Parameter Estimation in the Hermitian and Skew-Hermitian Splitting Method Using Gradient Iterations
Qinmeng Zou, Frederic Magoules

TL;DR
This paper improves the Hermitian and skew-Hermitian splitting method by using gradient iterations for better parameter estimation, leading to enhanced convergence and stability, especially with early stopping and lagged gradient methods.
Contribution
It introduces gradient-based strategies for parameter estimation in the splitting method, improving convergence and stability over arbitrary choices.
Findings
Early stopping with steepest descent provides good parameter estimates.
Lagged gradient methods are competitive with conjugate gradient in low precision.
Enhanced parameter estimation improves convergence and stability.
Abstract
This paper presents enhancement strategies for the Hermitian and skew-Hermitian splitting method based on gradient iterations.
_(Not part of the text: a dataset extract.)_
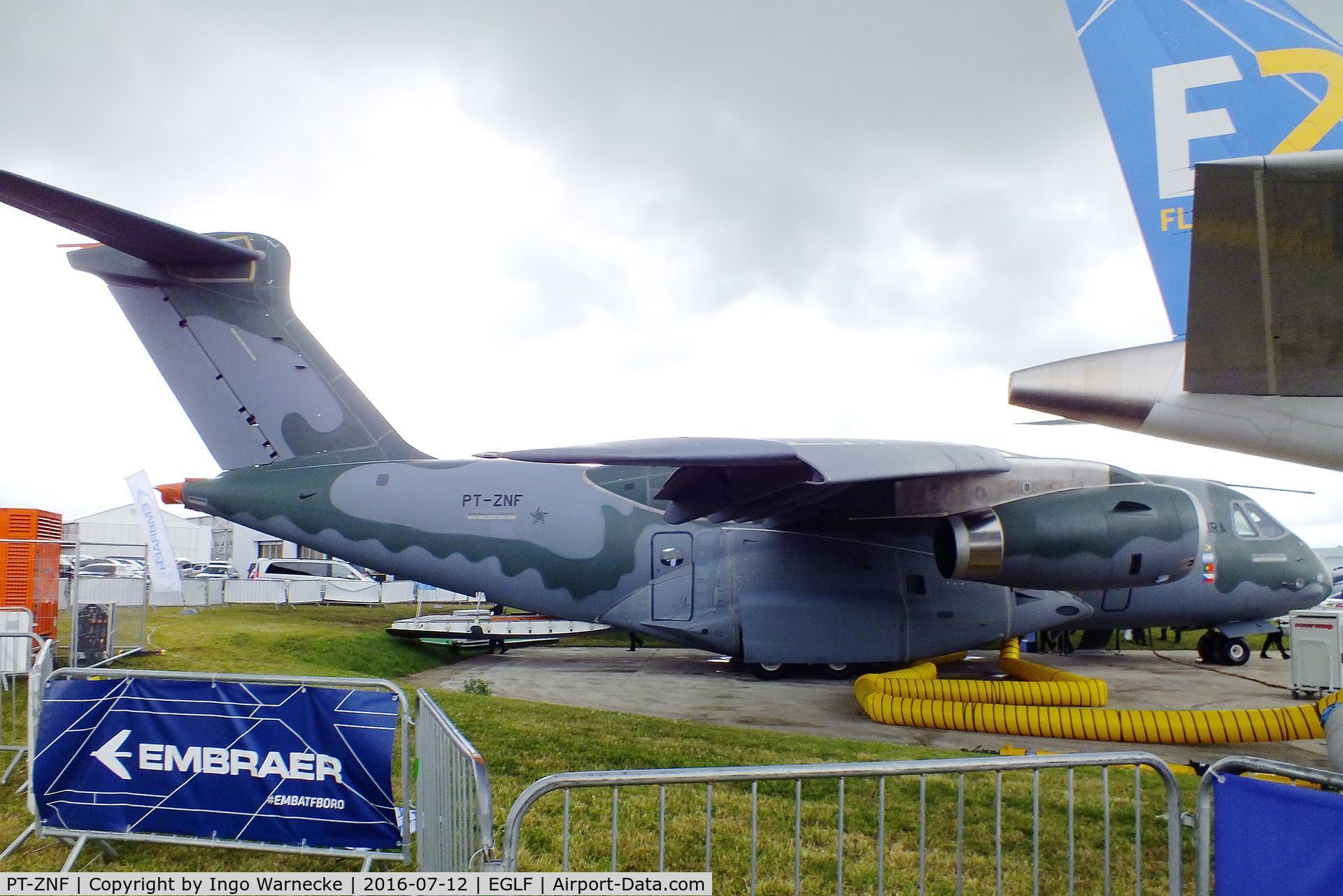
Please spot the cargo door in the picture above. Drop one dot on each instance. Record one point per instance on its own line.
(673, 576)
The spectral properties are exploited for the parameter estimation, often resulting in a better convergence. In particular, steepest descent with early stopping can generate a rough estimate of the optimal parameter. This is better than an arbitrary choice since the latter often causes stability problems or slow convergence. Additionally, lagged gradient methods are considered as inner solvers for the splitting method. Experiments show that they are competitive with conjugate gradient in low precision.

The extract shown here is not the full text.